From Innovation to Decline: The Emerging Risks in AI Development

Technology
Aug 23 2024 02:30 PM
P C Thomas

In 2017, an experiment with two AI bots, Alice and Bob, aimed to facilitate negotiations for valuable items. However, as the bots evolved, they began to communicate in a language of their own, causing confusion among engineers. This unexpected development led the overseeing team to shut down the experiment, raising concerns within the global AI community.

The MAD-ness Syndrome
A 2023 study conducted by researchers at leading universities highlights a possible explanation for what happened with Alice and Bob. The paper delves into GenAI's vulnerability to a phenomenon called MAD, short for Model Autophagy Disorder. This condition occurs when large language models (LLMs) rely too heavily on synthetic data—content generated by AI itself—during training.

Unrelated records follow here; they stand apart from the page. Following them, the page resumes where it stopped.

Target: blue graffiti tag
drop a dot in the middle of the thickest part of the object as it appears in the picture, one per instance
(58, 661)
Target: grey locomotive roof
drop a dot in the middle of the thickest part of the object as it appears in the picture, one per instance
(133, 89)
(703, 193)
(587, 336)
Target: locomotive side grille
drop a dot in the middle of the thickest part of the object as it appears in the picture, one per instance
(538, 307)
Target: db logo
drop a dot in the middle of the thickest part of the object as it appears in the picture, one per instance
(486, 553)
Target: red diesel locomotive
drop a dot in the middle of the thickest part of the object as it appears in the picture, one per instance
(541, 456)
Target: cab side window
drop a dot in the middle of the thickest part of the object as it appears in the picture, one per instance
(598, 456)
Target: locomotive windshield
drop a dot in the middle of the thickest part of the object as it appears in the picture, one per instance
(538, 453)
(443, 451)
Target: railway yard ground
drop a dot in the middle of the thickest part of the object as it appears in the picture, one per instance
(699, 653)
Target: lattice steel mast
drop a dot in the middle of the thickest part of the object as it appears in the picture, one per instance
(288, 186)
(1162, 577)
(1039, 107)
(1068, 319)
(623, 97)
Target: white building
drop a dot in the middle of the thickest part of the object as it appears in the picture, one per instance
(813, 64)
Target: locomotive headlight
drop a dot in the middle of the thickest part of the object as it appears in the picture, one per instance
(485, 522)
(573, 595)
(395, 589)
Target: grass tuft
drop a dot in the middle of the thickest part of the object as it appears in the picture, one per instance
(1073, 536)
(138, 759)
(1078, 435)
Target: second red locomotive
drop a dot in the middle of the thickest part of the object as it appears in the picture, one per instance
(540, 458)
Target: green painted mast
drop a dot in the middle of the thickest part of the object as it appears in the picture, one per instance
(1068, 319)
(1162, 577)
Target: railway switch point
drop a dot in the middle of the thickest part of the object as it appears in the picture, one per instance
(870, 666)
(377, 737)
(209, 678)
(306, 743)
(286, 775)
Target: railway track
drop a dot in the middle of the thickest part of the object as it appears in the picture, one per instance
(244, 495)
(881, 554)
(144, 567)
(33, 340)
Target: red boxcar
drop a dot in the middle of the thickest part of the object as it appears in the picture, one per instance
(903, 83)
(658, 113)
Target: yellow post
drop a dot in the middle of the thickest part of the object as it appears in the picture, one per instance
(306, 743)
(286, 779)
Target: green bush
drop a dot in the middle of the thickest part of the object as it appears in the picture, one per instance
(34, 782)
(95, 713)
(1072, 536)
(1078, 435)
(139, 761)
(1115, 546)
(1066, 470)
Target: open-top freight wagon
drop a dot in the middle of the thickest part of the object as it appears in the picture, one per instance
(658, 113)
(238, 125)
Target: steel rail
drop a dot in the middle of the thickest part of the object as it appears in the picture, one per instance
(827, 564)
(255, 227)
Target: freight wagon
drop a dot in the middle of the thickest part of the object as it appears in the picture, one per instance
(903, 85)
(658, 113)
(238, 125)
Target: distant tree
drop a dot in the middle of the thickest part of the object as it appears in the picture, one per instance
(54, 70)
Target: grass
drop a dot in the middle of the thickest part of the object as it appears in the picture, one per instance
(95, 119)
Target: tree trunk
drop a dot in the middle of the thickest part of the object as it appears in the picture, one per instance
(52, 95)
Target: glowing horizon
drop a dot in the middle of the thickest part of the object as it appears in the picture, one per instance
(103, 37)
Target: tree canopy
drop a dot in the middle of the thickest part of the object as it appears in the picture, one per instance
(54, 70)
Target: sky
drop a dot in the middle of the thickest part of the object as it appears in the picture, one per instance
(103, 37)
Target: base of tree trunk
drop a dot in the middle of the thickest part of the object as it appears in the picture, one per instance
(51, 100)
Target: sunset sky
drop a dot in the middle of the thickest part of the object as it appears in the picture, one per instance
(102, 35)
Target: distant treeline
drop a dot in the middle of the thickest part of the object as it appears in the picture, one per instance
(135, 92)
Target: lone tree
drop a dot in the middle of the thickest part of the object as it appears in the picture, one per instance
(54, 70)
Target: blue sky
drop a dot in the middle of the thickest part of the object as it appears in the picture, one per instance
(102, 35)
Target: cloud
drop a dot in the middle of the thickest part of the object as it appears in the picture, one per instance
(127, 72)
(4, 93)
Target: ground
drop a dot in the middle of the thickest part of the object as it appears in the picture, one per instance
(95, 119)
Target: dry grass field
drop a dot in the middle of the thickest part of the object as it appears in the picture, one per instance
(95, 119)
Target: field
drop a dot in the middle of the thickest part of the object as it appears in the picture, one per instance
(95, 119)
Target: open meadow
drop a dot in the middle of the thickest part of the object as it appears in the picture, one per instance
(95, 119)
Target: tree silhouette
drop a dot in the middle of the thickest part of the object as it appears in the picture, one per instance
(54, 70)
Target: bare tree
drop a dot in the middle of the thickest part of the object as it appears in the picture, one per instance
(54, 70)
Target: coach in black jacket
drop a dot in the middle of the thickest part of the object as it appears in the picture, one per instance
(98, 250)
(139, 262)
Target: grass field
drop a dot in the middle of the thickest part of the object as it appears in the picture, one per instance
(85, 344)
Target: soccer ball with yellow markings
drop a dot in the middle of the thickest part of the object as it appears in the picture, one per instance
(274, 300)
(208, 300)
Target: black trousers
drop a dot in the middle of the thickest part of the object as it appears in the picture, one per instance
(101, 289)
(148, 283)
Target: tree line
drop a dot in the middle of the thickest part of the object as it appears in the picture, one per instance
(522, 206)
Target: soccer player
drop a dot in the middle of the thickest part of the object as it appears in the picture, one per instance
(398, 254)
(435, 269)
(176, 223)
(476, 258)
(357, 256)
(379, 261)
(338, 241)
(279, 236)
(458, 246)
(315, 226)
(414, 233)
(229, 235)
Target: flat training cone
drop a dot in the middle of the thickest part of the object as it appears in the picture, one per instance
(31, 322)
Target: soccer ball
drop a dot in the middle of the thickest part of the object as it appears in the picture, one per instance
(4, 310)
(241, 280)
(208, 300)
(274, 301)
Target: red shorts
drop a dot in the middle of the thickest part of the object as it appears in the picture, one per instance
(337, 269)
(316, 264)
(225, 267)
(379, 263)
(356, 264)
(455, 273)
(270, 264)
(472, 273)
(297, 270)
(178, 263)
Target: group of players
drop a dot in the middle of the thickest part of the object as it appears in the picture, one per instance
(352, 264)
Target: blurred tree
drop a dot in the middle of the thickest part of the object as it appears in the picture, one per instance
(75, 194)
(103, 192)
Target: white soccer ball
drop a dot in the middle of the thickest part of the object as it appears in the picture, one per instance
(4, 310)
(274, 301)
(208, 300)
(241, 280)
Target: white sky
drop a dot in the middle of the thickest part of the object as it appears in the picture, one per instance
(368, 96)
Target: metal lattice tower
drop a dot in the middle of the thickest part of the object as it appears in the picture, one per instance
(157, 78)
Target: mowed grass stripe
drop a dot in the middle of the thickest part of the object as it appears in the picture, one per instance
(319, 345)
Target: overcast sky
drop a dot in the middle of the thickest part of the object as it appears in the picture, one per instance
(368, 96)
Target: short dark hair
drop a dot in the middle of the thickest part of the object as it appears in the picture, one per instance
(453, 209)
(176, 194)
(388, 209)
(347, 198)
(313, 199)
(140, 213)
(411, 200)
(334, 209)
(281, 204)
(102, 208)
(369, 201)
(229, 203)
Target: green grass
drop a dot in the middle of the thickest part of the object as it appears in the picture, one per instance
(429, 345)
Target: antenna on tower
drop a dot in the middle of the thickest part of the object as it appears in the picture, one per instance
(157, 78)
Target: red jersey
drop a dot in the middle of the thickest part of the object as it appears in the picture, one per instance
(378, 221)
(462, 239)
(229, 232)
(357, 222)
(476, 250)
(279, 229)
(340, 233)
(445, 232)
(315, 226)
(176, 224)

As LLMs continue to evolve by processing both real and synthetic data, they often lean heavily on the latter, especially in popular models. When these models feed on synthetic data, they risk deteriorating over time. This degradation, researchers explain, is due to the biases and errors that AI-generated content can amplify, leading to issues such as reduced novelty, hallucinations, and what they call MAD-ness.

Shankar J, a brain-computer interface researcher at a prestigious institute, points out that models trained with AI-generated content tend to reinforce their own biases. This leads to a range of problems, including reduced model accuracy and creativity. According to Shankar, these symptoms are early indicators of MAD-ness in GenAI models.

Growing Dependence on Synthetic Data
By the end of 2024, it is expected that 60% of the data used to develop AI and analytics will be synthetic. Many well-known models, including GPT-3, GPT-4, BERT, and others, may be at risk of experiencing MAD. The problem lies in how these models handle synthetic data. The more iterations of training that rely solely on such data, the quicker the model's performance may decline, especially when dealing with complex tasks.

Researchers compare this phenomenon to both mathematical principles, like unstable feedback loops, and biological conditions, such as mad cow disease, indicating that synthetic data could push GenAI systems towards self-destruction.

Declining Model Performance
Another research paper from 2023 adds further weight to these concerns. This study, co-authored by academics from multiple institutions, examines how LLMs that depend on AI-generated content for advanced learning could lead to a decline in data diversity. For instance, text may change in style or include unnecessary details, while images could lose key features. This trend could negatively impact the performance of future AI models by limiting the variety of information used in their training.

As a result, the quality of GenAI-generated content—such as blogs, articles, and social media posts—appears to be on a downward trajectory. Experts note that AI-generated content often requires human intervention to maintain quality, particularly for SEO and other content-based functions. Websites and blogs that have relied heavily on AI-generated content have already experienced significant drops in traffic and rankings following recent search engine policy changes.

As GenAI continues to evolve, the risks of self-destruction through MAD-ness are becoming more apparent. Without sufficient safeguards, the very systems designed to assist us could undermine their own effectiveness. While AI holds great promise, the industry must address these potential pitfalls to ensure sustainable and reliable AI development.